Con el mismo malestar de un presidente que está a punto de ordenar el lanzamiento de una bomba nuclear, Luce respondió:
—El hombre al que han prendido fuego justo delante de vuestra casa…
—¡Dios! —exclamó Fosco, mientras Luce intentaba respirar.
—Era Rodolfo, sí —dijo ella sin terminar de respirar. Se cogió la cabeza con las manos y la movió con rabia—. No se prendió fuego, sino que le prendieron fuego, ¿entiende? Era su hermano. Tiene que hacer algo.
Fosco le midió los hombros con las manos.
—¿Cómo puede decir algo así? ¿Está segura de ello?
—Yo estaba trabajando en una cosa… —balbuceó la joven temblando—, se trata de la respuesta a años de investigación.
—¿Sabe quién ha sido?
—Hay personas muy peligrosas. Vea, mi familia… —se iba acalorando—. Están locos. Nos persiguen. Lo han matado, porque ellos…
—¿Ellos qué?
—Son unos locos fanáticos. Torturan. Y ante la duda, matan.
—¿Quiénes son «ellos»?
—Los Confortadores. Lo sé, es algo sin sentido, pero es así —dijo Luce, que corrió a esconderse detrás del vaso y sorbió varias veces para permanecer el mayor tiempo posible allí, hasta que el escondite le cayó de las manos que no dejaban de sudar—. Vaya, la que he liado.
—No se mueva, voy a por un trapo.
Fosco corrió a la cocina para rebuscar en el cajón de los trapos como si estuviera poseído.
—¿Quiénes son estos Confortadores? —gritó para mantener el contacto. Hizo una señal de entendimiento con Luce, que escuchaba todo en silencio, acurrucada sobre la silla.
Pero cuando Fosco regresó, la joven ya no estaba y la puerta del búnker permanecía abierta de par en par. Tuvo el tiempo justo para verla mientras, a bordo de una moto de gran cilindrada, se alejaba a toda velocidad, convirtiéndose en un minúsculo punto negro que, zigzagueando, se proyectaba hacia el horizonte.
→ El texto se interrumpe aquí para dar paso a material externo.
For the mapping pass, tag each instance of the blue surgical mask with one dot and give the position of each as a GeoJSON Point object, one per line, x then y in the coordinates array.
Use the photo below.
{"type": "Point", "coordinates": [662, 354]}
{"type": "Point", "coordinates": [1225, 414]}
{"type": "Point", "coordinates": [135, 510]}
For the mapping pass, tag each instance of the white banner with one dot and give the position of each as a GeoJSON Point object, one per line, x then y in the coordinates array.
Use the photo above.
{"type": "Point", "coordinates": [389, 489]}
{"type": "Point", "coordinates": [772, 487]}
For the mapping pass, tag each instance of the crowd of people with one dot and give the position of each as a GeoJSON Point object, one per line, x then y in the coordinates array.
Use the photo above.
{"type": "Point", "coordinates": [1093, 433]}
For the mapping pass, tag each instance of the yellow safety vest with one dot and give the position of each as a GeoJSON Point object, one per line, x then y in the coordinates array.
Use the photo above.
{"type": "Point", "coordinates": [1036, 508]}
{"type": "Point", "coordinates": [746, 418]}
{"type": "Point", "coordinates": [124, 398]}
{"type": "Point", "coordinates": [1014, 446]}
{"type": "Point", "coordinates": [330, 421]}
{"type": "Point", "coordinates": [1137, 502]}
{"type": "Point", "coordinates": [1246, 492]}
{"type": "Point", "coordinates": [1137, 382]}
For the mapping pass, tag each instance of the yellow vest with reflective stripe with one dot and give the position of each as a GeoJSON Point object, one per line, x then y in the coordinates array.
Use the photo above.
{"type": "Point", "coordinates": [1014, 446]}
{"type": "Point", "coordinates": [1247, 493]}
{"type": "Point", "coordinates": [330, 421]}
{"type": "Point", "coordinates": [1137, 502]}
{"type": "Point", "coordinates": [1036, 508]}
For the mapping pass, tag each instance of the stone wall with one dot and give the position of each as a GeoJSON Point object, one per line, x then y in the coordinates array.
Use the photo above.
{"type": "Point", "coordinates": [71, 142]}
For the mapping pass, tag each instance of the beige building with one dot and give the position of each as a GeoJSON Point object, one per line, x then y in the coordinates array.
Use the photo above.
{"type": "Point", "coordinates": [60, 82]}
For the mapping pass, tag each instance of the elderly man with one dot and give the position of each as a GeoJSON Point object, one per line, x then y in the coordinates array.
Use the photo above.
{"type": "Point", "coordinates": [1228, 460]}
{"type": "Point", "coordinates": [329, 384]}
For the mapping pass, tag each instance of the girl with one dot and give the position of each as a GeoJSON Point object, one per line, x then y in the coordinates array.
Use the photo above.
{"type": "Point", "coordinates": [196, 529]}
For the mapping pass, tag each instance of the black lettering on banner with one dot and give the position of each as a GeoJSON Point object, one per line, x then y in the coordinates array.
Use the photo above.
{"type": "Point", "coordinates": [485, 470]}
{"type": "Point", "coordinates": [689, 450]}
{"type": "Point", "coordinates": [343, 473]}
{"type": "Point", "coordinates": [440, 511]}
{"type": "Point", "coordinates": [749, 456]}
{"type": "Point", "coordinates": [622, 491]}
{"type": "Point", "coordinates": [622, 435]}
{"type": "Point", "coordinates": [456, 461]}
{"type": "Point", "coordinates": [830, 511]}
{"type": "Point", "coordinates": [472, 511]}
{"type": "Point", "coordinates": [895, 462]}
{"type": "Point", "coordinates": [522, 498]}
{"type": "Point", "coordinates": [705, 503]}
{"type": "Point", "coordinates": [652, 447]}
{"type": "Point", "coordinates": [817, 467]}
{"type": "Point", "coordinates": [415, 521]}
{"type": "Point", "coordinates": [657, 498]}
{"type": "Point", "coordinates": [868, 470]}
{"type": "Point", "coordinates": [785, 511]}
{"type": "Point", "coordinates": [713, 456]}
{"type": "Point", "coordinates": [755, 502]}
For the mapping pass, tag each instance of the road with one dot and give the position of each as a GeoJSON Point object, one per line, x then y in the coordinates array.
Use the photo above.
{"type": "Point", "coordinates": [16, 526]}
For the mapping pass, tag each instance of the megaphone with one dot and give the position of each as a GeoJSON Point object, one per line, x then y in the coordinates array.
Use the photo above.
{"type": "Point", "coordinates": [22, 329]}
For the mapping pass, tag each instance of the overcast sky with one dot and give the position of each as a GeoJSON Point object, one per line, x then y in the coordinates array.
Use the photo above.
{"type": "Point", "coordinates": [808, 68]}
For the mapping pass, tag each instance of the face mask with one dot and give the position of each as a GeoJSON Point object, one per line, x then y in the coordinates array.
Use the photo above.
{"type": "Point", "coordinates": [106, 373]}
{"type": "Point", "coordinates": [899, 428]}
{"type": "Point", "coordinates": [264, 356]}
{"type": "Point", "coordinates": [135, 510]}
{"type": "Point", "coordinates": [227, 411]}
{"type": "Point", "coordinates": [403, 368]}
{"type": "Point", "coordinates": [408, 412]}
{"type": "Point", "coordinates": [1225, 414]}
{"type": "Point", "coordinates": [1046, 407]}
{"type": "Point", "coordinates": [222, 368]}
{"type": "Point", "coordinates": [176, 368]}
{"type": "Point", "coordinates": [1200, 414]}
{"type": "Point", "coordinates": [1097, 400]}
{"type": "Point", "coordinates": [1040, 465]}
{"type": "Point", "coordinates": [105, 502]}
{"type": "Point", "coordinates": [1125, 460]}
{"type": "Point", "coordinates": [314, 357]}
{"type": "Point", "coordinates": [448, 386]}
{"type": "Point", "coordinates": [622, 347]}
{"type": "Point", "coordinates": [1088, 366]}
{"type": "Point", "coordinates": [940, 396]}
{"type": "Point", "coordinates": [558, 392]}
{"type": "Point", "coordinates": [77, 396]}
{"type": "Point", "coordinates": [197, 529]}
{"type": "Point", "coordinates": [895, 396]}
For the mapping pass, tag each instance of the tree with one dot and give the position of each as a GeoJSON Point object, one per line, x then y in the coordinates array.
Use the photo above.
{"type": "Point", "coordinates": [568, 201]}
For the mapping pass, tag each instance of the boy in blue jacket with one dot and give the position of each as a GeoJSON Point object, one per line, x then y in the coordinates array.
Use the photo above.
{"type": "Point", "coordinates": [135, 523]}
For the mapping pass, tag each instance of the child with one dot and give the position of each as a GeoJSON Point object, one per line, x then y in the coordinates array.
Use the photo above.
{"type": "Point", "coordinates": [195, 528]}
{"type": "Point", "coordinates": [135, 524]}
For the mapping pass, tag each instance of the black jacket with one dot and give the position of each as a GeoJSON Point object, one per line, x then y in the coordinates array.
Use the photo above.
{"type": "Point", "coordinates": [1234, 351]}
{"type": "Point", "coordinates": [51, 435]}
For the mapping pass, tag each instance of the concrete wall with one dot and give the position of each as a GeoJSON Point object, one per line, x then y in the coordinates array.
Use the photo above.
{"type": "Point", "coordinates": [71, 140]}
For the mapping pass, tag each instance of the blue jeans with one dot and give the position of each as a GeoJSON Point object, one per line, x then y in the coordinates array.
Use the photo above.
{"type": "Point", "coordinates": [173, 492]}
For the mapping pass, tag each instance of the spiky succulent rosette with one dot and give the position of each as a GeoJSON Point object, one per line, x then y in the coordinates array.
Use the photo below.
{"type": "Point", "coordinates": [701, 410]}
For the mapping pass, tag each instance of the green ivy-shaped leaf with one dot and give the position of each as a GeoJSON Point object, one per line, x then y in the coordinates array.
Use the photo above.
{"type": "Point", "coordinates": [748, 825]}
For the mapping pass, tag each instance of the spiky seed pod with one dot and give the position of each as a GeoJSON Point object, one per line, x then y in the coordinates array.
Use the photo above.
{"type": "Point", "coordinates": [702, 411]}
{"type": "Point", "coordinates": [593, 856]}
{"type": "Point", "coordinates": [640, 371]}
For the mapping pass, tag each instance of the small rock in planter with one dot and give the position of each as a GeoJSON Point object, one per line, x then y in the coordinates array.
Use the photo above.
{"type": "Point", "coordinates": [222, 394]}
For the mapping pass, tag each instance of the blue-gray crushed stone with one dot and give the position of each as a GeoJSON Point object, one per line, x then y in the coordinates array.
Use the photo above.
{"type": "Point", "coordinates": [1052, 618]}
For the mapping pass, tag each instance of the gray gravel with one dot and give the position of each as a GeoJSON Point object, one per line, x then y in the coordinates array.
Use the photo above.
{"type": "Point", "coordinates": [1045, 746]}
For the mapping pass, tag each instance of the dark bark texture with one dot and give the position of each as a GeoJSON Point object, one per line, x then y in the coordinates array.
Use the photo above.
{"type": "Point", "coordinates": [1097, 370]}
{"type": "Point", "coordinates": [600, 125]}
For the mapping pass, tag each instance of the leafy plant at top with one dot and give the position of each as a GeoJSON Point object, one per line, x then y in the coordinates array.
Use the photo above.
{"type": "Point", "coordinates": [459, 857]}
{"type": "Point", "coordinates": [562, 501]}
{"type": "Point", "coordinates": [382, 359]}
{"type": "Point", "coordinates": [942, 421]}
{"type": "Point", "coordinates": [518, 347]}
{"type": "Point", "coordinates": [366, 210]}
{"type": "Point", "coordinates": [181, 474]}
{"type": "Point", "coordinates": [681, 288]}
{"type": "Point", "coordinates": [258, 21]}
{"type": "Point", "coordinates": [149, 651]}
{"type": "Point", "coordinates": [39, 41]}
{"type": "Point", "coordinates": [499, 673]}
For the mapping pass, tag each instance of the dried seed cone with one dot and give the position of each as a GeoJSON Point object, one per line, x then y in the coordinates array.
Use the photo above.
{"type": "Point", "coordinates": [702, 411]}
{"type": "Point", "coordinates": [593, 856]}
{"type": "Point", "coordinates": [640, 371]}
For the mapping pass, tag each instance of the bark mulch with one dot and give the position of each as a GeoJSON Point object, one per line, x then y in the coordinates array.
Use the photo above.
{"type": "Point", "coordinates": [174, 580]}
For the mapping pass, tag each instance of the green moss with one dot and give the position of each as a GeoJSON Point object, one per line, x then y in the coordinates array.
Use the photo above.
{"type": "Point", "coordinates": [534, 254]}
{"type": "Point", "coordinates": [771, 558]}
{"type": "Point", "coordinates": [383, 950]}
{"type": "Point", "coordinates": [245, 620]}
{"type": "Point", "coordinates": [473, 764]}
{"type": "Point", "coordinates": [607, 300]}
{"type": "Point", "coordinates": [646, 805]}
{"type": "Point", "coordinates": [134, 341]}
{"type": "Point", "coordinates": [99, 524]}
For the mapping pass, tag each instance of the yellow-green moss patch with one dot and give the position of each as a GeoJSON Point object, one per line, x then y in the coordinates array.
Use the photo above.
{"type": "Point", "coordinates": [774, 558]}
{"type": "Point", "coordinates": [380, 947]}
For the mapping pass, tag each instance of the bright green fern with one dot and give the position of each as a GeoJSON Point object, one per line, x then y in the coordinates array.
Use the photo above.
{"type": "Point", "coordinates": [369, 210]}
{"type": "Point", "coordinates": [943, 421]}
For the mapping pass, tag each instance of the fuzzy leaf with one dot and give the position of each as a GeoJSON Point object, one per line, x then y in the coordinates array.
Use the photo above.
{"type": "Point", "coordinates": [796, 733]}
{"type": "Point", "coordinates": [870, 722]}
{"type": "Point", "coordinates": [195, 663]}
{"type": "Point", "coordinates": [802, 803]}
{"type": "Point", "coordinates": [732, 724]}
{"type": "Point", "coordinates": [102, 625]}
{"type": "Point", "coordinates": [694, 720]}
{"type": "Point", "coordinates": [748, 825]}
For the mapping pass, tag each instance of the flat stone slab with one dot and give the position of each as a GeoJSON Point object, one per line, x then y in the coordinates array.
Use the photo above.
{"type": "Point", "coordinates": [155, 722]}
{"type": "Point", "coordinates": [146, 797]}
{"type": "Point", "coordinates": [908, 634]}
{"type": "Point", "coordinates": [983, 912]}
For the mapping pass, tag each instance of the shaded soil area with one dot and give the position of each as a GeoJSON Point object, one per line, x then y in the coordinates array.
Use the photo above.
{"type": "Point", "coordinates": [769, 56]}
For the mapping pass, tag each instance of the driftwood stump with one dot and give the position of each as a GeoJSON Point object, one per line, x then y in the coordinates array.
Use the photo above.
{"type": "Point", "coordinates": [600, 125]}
Lucía salió detrás. Los ojos de Fosco se cerraron sobre resplandores que emanaban del asfalto. Era el Fosco que tanto le gustaba admirar al maestro Hendo. Tenía los hombros relajados, la respiración armónica y una pequeña arruga en la base de la nariz, la espalda recta, la barbilla ligeramente hacia abajo y la cabeza que parecía estuviera estirada hacia arriba con un hilo unido al centro del cráneo.
Era el mejor Fosco de pelea. Pero sus pensamientos en ese momento producían una monotonía molesta, como si fueran moscas inexistentes, pegajosas, que se apoyaban sobre su cerebro.
—A mí esa joven me parecía sincera —dijo Lucía.
—No me fío ya de nadie. Quizás esa joven era Luce y quizás no. Quizás era solo una mitómana. O quizás era una de las personas que están detrás de todo esto.
—Hemos hablado solo unos minutos antes de que tú llegaras, pero me ha parecido cualquier cosa menos que estuviera loca. Me ha dicho cosas sobre Rodolfo que solo una persona que lo conociera muy bien podía saber.
—Tengo que descubrir lo que está ocurriendo. Quien haya hecho daño a Rodolfo lo pagará.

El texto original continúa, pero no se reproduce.